Technology wise, the public masses are better informed that the leaders. I know that childhood diseases can spread because of what I saw in my neighborhood for twenty years in the Pacific Northwest, after talking openly with neighbors who weren’t on any health insurance (even MCD), and who refused to immunize their children. The fact that Bot users knew about Ebola before other in WHO or healthcare is a scary finding–it’s like having to rely upon your ham radios more than your TV or regular battery-run AM/FM radio during the cold war era. If I were a survivalist, I would interpret this as a sign to invest in a new multifaceted high tech shortwave communicator.
The medical world in general has been lazy about some technology. GIS is one of the best examples of this. It is heavily used by national programs, for internal reasons only. Theoretically it has epidemiological, preventive care use, but is rarely employed by experts for meeting such needs. We know this because neither the spatial diffusion prediction models nor ecological models for what Ebola was have rarely been mentioned or published with much determination. Even more, as always, this technology is used mostly as a retrospective tool; not a preventive tool. Could the flight of Ebola positive cases to Houston, to New York, where ever, been prevented? It’s easy to say no, not having developed a system to base your decisions upon. The Middle Eastern respiratory Infection and Chikunkunya could not have been predicted for their outbreaks. The latter could have been ecologically assessed more thoroughly and successfully. Makes you wonder which ones (zoonotics) are going to arrive in 2015, the some tick disease, or perhaps a south american encephalitis, or perhaps Bos Tb infecting our cattle? Like the one article states: "Mapping could help stop ____ spread", if it were engaged by the right experts.
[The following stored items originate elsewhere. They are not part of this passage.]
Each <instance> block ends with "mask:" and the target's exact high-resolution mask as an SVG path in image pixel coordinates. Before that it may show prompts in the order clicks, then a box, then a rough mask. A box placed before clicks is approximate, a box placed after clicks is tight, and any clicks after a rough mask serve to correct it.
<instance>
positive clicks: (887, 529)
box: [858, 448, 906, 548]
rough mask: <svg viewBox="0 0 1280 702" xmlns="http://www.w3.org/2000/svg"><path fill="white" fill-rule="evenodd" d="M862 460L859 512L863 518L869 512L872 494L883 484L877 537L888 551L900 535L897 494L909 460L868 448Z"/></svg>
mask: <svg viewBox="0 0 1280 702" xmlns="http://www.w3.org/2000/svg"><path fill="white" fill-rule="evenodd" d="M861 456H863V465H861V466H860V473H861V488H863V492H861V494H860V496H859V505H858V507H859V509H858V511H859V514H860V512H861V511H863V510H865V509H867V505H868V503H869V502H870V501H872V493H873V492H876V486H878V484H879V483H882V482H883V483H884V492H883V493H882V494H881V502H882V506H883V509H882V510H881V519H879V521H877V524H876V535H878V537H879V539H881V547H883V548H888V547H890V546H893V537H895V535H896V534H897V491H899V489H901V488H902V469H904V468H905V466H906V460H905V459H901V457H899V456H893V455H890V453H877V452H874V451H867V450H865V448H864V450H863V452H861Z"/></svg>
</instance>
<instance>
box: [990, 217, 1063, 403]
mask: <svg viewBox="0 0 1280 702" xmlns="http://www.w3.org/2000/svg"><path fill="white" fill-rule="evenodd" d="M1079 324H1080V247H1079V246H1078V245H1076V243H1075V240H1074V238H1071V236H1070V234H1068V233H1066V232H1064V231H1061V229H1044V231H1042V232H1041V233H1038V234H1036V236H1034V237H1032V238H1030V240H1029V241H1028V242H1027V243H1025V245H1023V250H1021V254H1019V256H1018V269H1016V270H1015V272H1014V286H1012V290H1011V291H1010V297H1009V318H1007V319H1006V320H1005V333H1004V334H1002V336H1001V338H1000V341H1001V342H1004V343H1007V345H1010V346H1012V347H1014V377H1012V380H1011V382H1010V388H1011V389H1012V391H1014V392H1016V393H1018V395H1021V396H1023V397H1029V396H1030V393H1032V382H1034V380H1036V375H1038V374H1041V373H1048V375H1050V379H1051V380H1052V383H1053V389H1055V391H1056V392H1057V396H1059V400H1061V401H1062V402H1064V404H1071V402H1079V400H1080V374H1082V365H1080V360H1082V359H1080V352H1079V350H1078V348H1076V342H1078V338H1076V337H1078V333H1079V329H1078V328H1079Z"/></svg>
Our concerns about polio are too few. We use the Herd Theory as the reason for this. But disease regression is happening apparently; if the herd theory continues to fall apart as a useful paradigm, we’ll need to address once more the return of poliomyelitis (but there are still several more countries that have to be penetrated first by it).
Because we have done little to deal with ethnicity differences in health, and poverty related differences, we do have even worse issues to contend with in upcoming years. Cultural emergence in the US is going to make some diagnoses and diseases become more prominent, be they of an infectious or physical/ physiological nature (culturally-link cardiac abnormalities, genetics diagnoses, etc.) , or of a cultural philosophy and behavioral cause (infibulation, culturally-bound syndromes).
These are not so much directly CDC related–CDC cannot regulate the in-migration of people who believe is some of these controversial behaviors and practices.
But CDC can oversee and regulate its own workers and their fellow workers in the health care field more efficiently–like teaching MDs not to be so self-egotistical about the improbability that they could cause the next epidemic, by allowing a patient to not be treated, or refusing to place their own self into CDC-recommended quarantine. Common sense is apparently not a physician’s (or nurse’s) primary skillset.
In the end, we must link these problems to managers and directors. Of course, the president or CEO is often who we try to blame and expel. But that individual alone is not the cause.
Rewriting the rules does not eliminate the problems. Having a committee developed to oversee past behaviors and uncover the mistakes will not suffice. Ultimately, leadership has to change for this program to get better. Then the policies need to be rewritten. Finally, the right skilled individuals need to be hired, so the agencies can catch up on their IT skills, especially the ones they cannot employ that well, for the moment.